Eared Grebes guard against downings by flying when weather conditions are favorable. Changes en route cannot be anticipated, and they sometimes encounter bad weather. Based on a review of all Eared Grebe downings, a common factor at the location site is the presence of illuminated features. Additionally, lights from anthropogenic features appear to influence the behavior of some nocturnally migrating birds (Watson et al. 2016). The simple act of turning off bright lights along the migration route on snowy evenings between late November and early January may preclude unnecessary mortality.

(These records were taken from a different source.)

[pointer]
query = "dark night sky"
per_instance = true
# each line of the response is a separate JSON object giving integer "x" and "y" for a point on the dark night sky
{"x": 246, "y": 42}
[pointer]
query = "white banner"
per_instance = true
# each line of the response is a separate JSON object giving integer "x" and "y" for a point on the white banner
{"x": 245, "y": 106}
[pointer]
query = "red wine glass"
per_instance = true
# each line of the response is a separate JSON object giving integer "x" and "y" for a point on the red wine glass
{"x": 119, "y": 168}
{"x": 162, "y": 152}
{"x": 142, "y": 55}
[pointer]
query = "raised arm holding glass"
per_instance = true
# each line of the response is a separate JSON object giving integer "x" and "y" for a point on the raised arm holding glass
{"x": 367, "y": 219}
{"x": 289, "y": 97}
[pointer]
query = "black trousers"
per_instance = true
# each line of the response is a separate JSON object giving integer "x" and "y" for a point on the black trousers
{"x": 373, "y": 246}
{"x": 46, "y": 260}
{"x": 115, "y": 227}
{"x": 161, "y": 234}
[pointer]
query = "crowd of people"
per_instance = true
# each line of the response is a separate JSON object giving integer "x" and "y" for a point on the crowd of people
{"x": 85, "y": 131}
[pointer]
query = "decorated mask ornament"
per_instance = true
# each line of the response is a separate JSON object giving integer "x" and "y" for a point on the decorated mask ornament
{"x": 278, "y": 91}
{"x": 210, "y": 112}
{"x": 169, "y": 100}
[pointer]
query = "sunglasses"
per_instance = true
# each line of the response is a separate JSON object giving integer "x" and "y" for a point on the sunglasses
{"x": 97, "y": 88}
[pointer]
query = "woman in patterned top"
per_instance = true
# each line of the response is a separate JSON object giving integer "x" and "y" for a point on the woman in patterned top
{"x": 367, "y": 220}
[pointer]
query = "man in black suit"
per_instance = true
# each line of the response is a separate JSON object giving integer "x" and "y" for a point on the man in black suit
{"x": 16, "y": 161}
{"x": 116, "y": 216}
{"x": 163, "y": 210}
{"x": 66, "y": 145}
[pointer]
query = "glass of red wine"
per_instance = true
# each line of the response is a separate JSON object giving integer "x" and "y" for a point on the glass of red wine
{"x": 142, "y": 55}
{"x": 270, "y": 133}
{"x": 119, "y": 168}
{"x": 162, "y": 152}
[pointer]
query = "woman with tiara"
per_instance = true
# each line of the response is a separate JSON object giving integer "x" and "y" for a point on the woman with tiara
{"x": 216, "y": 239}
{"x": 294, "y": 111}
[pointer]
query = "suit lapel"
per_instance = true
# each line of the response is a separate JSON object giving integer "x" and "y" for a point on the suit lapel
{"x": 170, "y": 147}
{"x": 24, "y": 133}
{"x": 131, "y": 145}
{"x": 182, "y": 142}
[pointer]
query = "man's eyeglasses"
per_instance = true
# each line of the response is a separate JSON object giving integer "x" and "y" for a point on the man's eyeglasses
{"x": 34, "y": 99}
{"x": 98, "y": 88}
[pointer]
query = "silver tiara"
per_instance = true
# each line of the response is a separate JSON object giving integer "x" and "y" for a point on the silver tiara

Many volunteers and personnel from State and Federal agencies helped in documenting the event and salvaging injured Eared Grebes. Specimens were processed at Brigham Young University and the U.S. National Museum of Natural History. Data on stomach contents were provided with the help of R. Delph. Keith Day (Utah Division of Wildlife Resources) provided specimens from the 16 April 2013 event and expert field assistance in helping investigate historical downing sites. Preparation of this manuscript benefited from discussions with H. Ellis and A. Henry and the comments of two anonymous reviewers.